Welcome to The World's Most Dangerous Beauty Salon, Inc.
My name is Susan DuQuesnay Bankston. I live in Richmond, Texas, in the heart of Tom DeLay's old district. It's nuttier than squirrel poop here.
I am honored and privileged to know Miss Juanita Jean Herownself, hairdresser extraordinary and political maven. Since she does not have time to fiddle with this internet stuff, I type her website for her and you can read it if you want to. If you don't, she truly does not give a big bear's butt.
A lot of what I post here has to do with local politics, but you probably have the same folks in your local government.
This ain't a blog. Blogs are way too trendy for me. This is a professional political organization.
If they wanted you to win, they would have called it GOODminton.
1‘Scuse me. Badmiton is really, really… an Olympic Sport???
What…… not enough Beach Volleyball players????
2LOL, I’ve couldn’t have said it better!
3Let me get this straight, there is no baseball in the Olympics but there is Badminton?
Well that makes sense.
4There are 2 classes of badminton players — backyard tyros who gently loft the shuttlecock (really that’s what it’s called) over the net where the opposing player can choose to loft it back over the net or allow it to fall harmlessly to the ground.

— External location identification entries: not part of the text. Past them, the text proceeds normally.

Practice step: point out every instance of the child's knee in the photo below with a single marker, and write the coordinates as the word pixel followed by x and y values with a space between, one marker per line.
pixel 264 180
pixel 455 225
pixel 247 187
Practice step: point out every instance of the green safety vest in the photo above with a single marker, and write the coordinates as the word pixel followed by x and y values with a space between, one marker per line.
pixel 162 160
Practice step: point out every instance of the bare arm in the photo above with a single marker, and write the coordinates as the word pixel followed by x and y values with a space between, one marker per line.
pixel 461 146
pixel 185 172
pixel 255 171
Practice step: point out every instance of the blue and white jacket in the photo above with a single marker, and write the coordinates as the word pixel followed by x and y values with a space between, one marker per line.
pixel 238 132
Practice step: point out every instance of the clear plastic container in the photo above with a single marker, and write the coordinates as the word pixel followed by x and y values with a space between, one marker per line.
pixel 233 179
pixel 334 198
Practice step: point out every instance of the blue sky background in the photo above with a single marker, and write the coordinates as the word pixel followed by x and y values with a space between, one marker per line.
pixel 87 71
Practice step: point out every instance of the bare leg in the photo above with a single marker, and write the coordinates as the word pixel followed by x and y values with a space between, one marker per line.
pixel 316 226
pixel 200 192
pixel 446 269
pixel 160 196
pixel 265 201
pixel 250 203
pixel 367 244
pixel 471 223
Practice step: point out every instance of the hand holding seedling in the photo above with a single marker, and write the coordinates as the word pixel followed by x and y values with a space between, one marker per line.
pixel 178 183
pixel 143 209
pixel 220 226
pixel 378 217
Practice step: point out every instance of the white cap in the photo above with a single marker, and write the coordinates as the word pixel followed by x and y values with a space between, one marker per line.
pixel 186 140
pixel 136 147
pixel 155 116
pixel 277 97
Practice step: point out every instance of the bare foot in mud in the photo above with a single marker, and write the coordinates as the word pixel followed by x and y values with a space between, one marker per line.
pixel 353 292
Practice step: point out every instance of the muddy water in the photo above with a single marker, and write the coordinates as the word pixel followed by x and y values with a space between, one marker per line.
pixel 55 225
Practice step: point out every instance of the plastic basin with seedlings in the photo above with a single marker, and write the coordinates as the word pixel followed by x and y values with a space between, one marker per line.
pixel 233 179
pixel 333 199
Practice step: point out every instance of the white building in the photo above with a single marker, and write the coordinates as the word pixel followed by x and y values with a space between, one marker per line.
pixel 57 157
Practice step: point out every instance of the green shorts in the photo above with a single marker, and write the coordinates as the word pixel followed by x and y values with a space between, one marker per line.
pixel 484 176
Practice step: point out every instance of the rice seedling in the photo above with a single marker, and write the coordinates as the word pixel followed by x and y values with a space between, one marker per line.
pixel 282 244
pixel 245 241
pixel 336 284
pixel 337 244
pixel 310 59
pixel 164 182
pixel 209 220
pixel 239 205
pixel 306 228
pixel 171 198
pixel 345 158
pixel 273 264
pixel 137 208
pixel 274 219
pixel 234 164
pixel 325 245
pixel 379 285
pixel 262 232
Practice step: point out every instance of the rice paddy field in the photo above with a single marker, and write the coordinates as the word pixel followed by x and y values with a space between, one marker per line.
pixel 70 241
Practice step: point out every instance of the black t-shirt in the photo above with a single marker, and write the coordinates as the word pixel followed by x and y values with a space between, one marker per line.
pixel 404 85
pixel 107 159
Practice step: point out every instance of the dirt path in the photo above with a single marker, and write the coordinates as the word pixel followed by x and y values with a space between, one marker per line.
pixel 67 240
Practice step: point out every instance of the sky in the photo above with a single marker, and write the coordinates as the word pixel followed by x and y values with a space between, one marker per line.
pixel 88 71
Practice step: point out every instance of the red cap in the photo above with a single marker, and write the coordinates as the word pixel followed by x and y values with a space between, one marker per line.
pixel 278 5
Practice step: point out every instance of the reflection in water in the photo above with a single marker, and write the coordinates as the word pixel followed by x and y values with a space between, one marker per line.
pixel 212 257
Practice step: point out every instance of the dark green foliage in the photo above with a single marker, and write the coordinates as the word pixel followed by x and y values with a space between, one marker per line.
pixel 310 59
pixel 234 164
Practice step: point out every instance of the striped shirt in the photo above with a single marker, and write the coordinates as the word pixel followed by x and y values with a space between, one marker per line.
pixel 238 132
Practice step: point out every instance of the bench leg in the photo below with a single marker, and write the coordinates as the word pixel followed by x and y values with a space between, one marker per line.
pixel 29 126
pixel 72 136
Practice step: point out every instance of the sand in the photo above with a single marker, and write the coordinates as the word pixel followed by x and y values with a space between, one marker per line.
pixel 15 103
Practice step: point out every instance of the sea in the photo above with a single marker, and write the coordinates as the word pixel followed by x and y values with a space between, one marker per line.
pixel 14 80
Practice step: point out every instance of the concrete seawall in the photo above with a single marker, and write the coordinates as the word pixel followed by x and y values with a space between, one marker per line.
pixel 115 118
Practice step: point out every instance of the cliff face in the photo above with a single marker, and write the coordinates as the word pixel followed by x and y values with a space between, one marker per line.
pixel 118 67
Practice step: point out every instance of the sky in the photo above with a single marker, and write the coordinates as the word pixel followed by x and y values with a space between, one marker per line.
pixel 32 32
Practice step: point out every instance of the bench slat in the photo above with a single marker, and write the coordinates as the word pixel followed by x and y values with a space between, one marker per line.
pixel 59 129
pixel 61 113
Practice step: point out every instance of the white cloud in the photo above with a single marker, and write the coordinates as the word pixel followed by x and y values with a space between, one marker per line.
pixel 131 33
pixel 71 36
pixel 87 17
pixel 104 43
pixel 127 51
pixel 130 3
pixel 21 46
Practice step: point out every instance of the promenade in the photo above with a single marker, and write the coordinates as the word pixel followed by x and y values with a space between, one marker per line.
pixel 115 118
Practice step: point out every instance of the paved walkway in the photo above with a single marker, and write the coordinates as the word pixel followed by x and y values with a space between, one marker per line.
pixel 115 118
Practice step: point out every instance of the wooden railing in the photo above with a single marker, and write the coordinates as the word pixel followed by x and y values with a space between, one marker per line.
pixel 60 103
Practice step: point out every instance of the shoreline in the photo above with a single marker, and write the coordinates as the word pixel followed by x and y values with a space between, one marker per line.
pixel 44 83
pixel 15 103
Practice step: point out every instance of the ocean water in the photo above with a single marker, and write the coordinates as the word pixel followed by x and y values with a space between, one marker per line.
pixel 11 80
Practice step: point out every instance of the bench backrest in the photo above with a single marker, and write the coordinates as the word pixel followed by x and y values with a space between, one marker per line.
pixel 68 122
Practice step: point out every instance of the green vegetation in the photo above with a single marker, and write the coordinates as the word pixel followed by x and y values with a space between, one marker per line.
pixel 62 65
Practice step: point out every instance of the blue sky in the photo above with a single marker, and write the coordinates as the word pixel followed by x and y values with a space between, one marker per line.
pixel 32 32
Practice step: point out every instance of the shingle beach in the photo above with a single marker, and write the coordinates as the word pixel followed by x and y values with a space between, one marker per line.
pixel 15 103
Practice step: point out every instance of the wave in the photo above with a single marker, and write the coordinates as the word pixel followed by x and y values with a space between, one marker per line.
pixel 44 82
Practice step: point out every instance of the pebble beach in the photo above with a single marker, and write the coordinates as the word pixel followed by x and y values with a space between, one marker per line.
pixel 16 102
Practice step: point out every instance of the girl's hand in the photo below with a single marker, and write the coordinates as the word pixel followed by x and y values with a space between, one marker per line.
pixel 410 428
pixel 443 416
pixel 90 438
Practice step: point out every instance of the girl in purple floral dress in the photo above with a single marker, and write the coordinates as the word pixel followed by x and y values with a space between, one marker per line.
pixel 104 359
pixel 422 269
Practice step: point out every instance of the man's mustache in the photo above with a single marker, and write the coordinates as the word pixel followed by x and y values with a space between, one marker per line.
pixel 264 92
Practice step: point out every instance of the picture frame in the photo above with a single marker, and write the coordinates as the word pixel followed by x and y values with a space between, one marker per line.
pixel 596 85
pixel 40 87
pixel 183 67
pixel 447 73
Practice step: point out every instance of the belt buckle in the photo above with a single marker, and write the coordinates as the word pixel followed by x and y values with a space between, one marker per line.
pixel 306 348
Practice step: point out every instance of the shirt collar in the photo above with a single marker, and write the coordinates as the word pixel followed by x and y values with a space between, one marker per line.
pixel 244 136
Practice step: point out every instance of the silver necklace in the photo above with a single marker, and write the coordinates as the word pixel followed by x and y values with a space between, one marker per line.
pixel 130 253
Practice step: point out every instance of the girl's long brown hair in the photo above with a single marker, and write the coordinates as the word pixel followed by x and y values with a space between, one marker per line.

Each player exercises this option every time the “bird” crosses the net. Most of the time, someone needs to get a beer and the bird falls to the ground.
Alternatively, there are nutcase competitive badminton players who attempt to drive the “bird” into their opponent’s mouth (the “Down the throat” shot). The opponent is expected to cower in a semi-fetal position with one arm free in an attempt to swat the bird away from where they are trying to drink their beer. The judges must have mistaken this defensive maneuver for an attempt to lose.
5Back in the dark ages the world’s number one badminton player, from Indonesia if memory serves, was a student at Baylor. Somehow he could put “english” on the shuttlecock in a way that made it almost impossible for an opponent to return. He put on a really amazing show. And by any measure it was not nearly as stupefing as watching golf on TV!
6Say it ain’t so, Joe!!!
*schnort*
7Hold the door! I love beach volleyball. I love watching the athletic gifts of, especially, Team Brasil.
8The “uniforms” for beach volleyball are more alluring than the badminton get-ups.